(2) Loss functions
Load diabetes dataset (already available by installing package mlbench). This is a toy dataset that has been extensively used in many machine learning examples
data("PimaIndiansDiabetes")
In the environment now you should see PimaIndiansDiabetes dataframe loaded
Lets now select only two of this columns age
and glucose
and store it as a new dataframe
Recall this is the same thing as
Data <- PimaIndiansDiabetes[, c("age", "glucose")]
We have 768 observations/rows, so lets cut it down to just 30, for the sake of easier visualization and take a look
DataSmaller <- Data[1:80,]
head(DataSmaller)
age glucose
1 50 148
2 31 85
3 32 183
4 21 89
5 33 137
6 30 116
Define “Best Fit” – Minimizing Error
The “best fit” line minimizes the average distance (error) between the predicted values and the actual data points. This error (or residual) for a single data point is calculated as:
\[ Residual = ActualValue - Predicted Value \]

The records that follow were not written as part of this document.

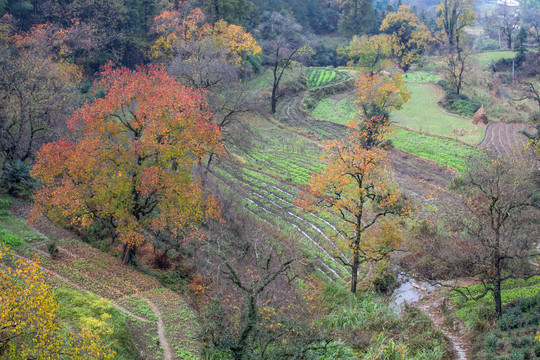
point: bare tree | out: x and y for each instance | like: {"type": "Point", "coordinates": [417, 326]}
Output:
{"type": "Point", "coordinates": [508, 22]}
{"type": "Point", "coordinates": [497, 220]}
{"type": "Point", "coordinates": [257, 312]}
{"type": "Point", "coordinates": [284, 43]}
{"type": "Point", "coordinates": [456, 66]}
{"type": "Point", "coordinates": [36, 96]}
{"type": "Point", "coordinates": [202, 64]}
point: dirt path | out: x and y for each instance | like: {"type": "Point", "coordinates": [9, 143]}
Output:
{"type": "Point", "coordinates": [506, 139]}
{"type": "Point", "coordinates": [167, 353]}
{"type": "Point", "coordinates": [71, 283]}
{"type": "Point", "coordinates": [433, 305]}
{"type": "Point", "coordinates": [87, 269]}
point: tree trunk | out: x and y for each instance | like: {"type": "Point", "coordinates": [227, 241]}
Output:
{"type": "Point", "coordinates": [354, 272]}
{"type": "Point", "coordinates": [497, 287]}
{"type": "Point", "coordinates": [274, 98]}
{"type": "Point", "coordinates": [128, 253]}
{"type": "Point", "coordinates": [356, 262]}
{"type": "Point", "coordinates": [249, 323]}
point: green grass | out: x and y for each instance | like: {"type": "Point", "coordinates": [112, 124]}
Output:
{"type": "Point", "coordinates": [443, 151]}
{"type": "Point", "coordinates": [422, 113]}
{"type": "Point", "coordinates": [265, 79]}
{"type": "Point", "coordinates": [421, 76]}
{"type": "Point", "coordinates": [473, 312]}
{"type": "Point", "coordinates": [340, 112]}
{"type": "Point", "coordinates": [512, 337]}
{"type": "Point", "coordinates": [484, 58]}
{"type": "Point", "coordinates": [83, 311]}
{"type": "Point", "coordinates": [317, 77]}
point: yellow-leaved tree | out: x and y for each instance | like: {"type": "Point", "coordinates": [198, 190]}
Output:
{"type": "Point", "coordinates": [29, 328]}
{"type": "Point", "coordinates": [356, 187]}
{"type": "Point", "coordinates": [409, 37]}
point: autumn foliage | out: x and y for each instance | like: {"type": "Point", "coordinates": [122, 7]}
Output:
{"type": "Point", "coordinates": [130, 166]}
{"type": "Point", "coordinates": [356, 187]}
{"type": "Point", "coordinates": [29, 328]}
{"type": "Point", "coordinates": [174, 29]}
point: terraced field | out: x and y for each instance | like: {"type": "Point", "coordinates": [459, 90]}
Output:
{"type": "Point", "coordinates": [317, 77]}
{"type": "Point", "coordinates": [505, 139]}
{"type": "Point", "coordinates": [272, 201]}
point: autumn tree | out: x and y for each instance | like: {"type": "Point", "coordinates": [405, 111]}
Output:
{"type": "Point", "coordinates": [508, 22]}
{"type": "Point", "coordinates": [29, 328]}
{"type": "Point", "coordinates": [453, 16]}
{"type": "Point", "coordinates": [180, 31]}
{"type": "Point", "coordinates": [370, 52]}
{"type": "Point", "coordinates": [356, 17]}
{"type": "Point", "coordinates": [130, 165]}
{"type": "Point", "coordinates": [356, 187]}
{"type": "Point", "coordinates": [256, 309]}
{"type": "Point", "coordinates": [209, 57]}
{"type": "Point", "coordinates": [283, 44]}
{"type": "Point", "coordinates": [408, 36]}
{"type": "Point", "coordinates": [376, 96]}
{"type": "Point", "coordinates": [496, 218]}
{"type": "Point", "coordinates": [232, 11]}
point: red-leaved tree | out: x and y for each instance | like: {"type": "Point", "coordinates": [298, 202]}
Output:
{"type": "Point", "coordinates": [130, 166]}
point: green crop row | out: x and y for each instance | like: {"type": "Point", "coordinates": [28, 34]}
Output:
{"type": "Point", "coordinates": [322, 77]}
{"type": "Point", "coordinates": [473, 312]}
{"type": "Point", "coordinates": [443, 151]}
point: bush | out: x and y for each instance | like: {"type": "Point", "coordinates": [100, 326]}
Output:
{"type": "Point", "coordinates": [458, 104]}
{"type": "Point", "coordinates": [10, 239]}
{"type": "Point", "coordinates": [52, 248]}
{"type": "Point", "coordinates": [385, 279]}
{"type": "Point", "coordinates": [16, 178]}
{"type": "Point", "coordinates": [491, 342]}
{"type": "Point", "coordinates": [516, 355]}
{"type": "Point", "coordinates": [5, 203]}
{"type": "Point", "coordinates": [536, 349]}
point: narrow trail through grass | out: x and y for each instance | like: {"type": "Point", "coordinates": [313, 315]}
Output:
{"type": "Point", "coordinates": [89, 270]}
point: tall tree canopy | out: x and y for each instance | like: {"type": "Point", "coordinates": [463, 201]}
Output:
{"type": "Point", "coordinates": [356, 187]}
{"type": "Point", "coordinates": [131, 164]}
{"type": "Point", "coordinates": [408, 36]}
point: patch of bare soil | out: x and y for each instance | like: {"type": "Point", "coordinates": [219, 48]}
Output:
{"type": "Point", "coordinates": [436, 306]}
{"type": "Point", "coordinates": [506, 139]}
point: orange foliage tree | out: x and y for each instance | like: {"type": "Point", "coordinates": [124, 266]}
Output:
{"type": "Point", "coordinates": [176, 29]}
{"type": "Point", "coordinates": [29, 328]}
{"type": "Point", "coordinates": [131, 165]}
{"type": "Point", "coordinates": [408, 35]}
{"type": "Point", "coordinates": [376, 96]}
{"type": "Point", "coordinates": [357, 188]}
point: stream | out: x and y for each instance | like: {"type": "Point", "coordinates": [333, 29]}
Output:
{"type": "Point", "coordinates": [410, 291]}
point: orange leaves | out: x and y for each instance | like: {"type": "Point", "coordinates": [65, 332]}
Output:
{"type": "Point", "coordinates": [132, 162]}
{"type": "Point", "coordinates": [29, 328]}
{"type": "Point", "coordinates": [383, 91]}
{"type": "Point", "coordinates": [175, 29]}
{"type": "Point", "coordinates": [356, 187]}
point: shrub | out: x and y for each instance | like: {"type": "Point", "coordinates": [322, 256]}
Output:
{"type": "Point", "coordinates": [9, 239]}
{"type": "Point", "coordinates": [5, 203]}
{"type": "Point", "coordinates": [536, 349]}
{"type": "Point", "coordinates": [516, 355]}
{"type": "Point", "coordinates": [491, 342]}
{"type": "Point", "coordinates": [16, 178]}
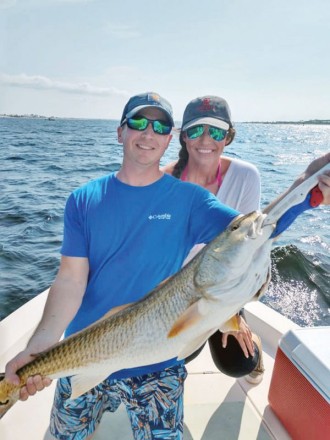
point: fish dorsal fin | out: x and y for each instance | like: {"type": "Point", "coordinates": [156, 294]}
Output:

Example with a Single Data Point
Let’s calculate the residual for a single data point in the dataset.
DataSmaller <- Data[1:80,]
# Calcualte error of line (y = 112 + 0.5x)
DataSmaller$line1 <- 120 + 0.5 * seq(0, 60, length.out = 80)
DataSmaller$linePredicted <- 120 + 0.5 *DataSmaller$age
ggplot(DataSmaller, aes(x = age, y = glucose)) +
geom_point(size = 3, color = "black", alpha = 0.7) + # Larger, colored points with some transparency
labs(
x = "Age (years)",
y = "Glucose Level (mmol/L)") +
geom_hline(yintercept = 0, color = "black", linewidth = 0.5) + # Horizontal line at y = 0
geom_vline(xintercept = 0, color = "black", linewidth = 0.5) +
theme_minimal(base_size = 18) + # Use a clean theme with larger base font size
theme(
plot.title = element_text(face = "bold", hjust = 0.5), # Center and bold title
plot.subtitle = element_text(hjust = 0.5), # Center subtitle
axis.title = element_text(face = "bold"), # Bold axis titles for readability
panel.grid.major = element_line(color = "grey85"), # Lighten grid for subtlety
panel.grid.minor = element_blank() # Remove minor grid lines for clarity
) +
geom_line(aes(y = line1, x = seq(0, 60, length.out = 80)), color = "darkorange", size = 1)
Warning: Using `size` aesthetic for lines was deprecated in ggplot2 3.4.0.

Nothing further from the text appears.